Hi all, I've been tracking calories since last January. I've started on 111.6kg and now I'm on 102kg. According to my height I should weigh 75/80kg so I need to lose between 22-27kg.

Loosing way have been a long journey for me. So, I want to try Mounjaro, come back to the gym, and keep changing my lifestyle (I haven't been doing any exercise for the last 2 years due to surgeries), but now I'm better and started to go for walks every day to get my body ready to lift weights again.

How can I get an eScript without too much drama? I feel ashamed, and I don't want to talk to much with doctors and deal with that. I just need a eScript and call it day. I'm pretty versed on what should I eat, how should I train etc. the only problem I have had for decades is that I ALWAYS wanna eat. A lot. Specially when I do exercise. I used to go to the gym and after workout I wanted to eat a whole cow. Also, I always have sweet cravings at night time. I think Mounjaro will help me with my appetite to get stick to my target of calories.

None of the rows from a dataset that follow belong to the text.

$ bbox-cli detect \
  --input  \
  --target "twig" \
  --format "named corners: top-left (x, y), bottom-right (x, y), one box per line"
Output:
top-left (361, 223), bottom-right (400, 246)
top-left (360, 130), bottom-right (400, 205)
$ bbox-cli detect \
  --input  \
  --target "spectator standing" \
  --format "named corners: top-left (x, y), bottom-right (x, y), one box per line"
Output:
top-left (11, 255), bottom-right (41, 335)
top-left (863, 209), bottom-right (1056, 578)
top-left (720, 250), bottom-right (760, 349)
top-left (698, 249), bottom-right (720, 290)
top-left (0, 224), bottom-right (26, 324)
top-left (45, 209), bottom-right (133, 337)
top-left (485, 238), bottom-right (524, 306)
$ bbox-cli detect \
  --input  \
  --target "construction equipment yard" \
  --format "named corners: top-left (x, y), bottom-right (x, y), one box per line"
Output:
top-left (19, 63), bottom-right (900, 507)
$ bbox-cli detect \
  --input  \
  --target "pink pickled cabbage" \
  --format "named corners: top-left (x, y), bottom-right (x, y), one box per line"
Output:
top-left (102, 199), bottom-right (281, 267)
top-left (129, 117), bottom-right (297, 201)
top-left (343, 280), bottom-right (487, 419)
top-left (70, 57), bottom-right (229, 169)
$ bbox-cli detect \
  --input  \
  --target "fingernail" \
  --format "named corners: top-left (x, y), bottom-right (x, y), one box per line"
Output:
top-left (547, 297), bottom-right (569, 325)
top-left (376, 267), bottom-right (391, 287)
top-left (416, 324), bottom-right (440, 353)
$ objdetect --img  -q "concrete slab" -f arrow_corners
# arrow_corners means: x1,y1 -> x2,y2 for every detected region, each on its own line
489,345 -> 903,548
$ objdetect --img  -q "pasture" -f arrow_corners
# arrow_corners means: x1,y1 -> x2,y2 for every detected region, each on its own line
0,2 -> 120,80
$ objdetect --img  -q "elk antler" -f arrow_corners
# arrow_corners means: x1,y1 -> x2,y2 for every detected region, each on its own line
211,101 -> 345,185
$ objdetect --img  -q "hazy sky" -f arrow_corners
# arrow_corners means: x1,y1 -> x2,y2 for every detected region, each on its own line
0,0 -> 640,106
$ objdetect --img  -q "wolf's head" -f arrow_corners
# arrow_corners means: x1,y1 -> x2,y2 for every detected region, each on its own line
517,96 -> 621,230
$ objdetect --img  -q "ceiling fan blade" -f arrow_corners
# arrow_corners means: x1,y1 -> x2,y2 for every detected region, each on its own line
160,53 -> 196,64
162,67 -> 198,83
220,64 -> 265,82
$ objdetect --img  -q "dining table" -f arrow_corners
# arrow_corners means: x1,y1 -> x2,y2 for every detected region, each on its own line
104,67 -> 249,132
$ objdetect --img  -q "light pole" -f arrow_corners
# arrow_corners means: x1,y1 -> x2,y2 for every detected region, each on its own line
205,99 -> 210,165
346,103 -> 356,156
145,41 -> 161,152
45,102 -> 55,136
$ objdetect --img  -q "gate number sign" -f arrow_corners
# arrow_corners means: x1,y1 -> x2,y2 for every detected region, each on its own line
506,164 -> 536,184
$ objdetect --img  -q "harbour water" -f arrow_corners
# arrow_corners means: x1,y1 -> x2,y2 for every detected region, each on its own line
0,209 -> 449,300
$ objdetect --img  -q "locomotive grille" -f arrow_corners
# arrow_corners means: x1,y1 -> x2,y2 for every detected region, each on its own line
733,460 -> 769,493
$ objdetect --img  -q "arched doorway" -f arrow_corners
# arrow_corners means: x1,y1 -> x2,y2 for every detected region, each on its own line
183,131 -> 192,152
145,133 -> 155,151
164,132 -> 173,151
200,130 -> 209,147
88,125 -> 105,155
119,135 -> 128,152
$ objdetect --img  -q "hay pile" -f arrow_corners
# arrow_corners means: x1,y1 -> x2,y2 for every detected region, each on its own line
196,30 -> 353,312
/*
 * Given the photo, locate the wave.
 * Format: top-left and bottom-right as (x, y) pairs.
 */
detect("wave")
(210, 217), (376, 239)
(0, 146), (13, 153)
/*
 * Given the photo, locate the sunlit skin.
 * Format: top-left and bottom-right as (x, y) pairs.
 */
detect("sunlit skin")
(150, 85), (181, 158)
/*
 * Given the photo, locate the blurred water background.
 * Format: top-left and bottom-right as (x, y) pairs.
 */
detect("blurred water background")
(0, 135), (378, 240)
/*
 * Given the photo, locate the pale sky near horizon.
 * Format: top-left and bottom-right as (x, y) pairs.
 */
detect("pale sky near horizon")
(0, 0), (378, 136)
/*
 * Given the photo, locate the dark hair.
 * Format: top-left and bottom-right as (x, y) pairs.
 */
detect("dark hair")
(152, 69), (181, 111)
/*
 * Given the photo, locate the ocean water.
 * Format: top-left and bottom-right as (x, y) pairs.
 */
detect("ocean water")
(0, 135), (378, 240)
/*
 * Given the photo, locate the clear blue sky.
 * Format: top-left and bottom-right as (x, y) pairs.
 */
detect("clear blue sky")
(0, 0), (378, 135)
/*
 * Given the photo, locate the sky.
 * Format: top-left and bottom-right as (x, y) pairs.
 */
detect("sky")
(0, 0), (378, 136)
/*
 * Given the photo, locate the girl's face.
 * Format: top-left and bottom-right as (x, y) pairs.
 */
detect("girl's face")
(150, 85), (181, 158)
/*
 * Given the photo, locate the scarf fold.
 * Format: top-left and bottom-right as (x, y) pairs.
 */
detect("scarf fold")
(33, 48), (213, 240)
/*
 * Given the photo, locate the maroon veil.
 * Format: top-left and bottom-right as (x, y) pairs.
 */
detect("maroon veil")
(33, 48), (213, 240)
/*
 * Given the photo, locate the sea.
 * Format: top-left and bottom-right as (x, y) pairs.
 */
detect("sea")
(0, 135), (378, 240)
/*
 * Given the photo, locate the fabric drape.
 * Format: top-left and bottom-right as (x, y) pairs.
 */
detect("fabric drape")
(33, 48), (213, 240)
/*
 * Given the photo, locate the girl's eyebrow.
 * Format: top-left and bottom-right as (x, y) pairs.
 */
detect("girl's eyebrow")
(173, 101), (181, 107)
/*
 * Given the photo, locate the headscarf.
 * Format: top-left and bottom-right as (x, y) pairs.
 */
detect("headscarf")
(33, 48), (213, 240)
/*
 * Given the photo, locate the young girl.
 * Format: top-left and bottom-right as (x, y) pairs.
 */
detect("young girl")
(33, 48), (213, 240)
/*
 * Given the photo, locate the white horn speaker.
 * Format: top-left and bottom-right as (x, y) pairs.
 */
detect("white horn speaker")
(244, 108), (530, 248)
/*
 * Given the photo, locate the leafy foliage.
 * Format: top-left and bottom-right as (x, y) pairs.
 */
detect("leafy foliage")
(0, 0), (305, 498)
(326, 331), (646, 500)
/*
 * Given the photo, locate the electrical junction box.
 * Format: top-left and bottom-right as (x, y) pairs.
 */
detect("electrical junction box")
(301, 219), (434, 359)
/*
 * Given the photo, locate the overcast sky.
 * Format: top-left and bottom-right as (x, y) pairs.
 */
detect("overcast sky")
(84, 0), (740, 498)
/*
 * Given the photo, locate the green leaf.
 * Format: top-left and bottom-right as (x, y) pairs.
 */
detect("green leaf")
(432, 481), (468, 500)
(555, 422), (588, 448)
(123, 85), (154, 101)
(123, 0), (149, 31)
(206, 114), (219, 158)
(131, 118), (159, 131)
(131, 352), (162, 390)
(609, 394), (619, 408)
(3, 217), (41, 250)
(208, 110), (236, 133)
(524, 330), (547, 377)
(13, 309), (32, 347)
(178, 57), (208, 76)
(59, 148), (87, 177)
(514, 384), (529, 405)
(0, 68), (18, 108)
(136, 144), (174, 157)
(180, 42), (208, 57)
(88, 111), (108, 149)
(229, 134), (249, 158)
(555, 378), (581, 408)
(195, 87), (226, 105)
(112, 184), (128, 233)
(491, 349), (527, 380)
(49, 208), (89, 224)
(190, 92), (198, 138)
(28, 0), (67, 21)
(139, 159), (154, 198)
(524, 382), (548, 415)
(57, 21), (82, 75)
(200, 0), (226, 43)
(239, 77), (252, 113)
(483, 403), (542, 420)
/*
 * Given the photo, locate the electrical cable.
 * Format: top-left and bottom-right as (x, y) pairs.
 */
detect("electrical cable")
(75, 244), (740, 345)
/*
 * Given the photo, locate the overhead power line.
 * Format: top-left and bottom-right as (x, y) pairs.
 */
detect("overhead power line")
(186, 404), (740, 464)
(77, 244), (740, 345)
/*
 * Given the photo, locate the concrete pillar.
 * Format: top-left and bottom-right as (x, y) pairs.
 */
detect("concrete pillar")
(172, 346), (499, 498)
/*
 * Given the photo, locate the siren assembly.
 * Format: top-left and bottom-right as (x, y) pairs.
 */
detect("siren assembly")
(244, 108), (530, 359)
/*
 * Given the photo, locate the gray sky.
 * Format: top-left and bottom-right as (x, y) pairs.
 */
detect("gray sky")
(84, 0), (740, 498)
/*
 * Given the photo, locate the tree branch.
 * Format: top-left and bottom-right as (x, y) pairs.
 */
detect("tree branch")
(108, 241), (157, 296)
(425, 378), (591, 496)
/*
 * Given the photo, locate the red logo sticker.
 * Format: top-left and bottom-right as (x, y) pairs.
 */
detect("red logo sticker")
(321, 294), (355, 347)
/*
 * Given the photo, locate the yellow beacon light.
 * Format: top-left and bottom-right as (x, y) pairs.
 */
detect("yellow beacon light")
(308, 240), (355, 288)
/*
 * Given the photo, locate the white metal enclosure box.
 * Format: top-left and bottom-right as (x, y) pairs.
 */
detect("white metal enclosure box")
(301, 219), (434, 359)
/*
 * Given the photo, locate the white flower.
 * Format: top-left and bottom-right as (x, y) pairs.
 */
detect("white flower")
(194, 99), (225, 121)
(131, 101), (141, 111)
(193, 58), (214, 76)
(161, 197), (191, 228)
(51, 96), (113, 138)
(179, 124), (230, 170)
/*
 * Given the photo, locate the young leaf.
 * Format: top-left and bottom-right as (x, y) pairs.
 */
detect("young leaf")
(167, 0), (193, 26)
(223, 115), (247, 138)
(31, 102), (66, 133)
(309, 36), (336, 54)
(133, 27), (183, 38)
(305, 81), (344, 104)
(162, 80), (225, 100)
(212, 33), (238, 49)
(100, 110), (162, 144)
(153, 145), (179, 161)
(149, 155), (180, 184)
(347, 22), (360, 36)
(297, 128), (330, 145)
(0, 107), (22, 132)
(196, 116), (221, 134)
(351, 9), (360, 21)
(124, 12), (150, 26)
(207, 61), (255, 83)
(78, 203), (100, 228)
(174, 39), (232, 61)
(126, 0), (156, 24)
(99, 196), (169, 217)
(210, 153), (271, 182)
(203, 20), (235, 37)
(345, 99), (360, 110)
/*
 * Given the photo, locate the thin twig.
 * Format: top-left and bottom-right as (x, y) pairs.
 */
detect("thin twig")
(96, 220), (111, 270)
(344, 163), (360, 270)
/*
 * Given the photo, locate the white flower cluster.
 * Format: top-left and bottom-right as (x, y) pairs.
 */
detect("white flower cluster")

I'm planning to book an appointment on My Weight Loss Clinic and go from there to avoid GPs and all the drama. Is this recommended? Any advice on this journey? I feel kinda lost

I think one of my main doubts is about how long should I take this medication? I just need these 22-27kg off and then start building muscles and keep active. How long should this take? According to some research and some posts of other people in this community it seems like 6 months journey?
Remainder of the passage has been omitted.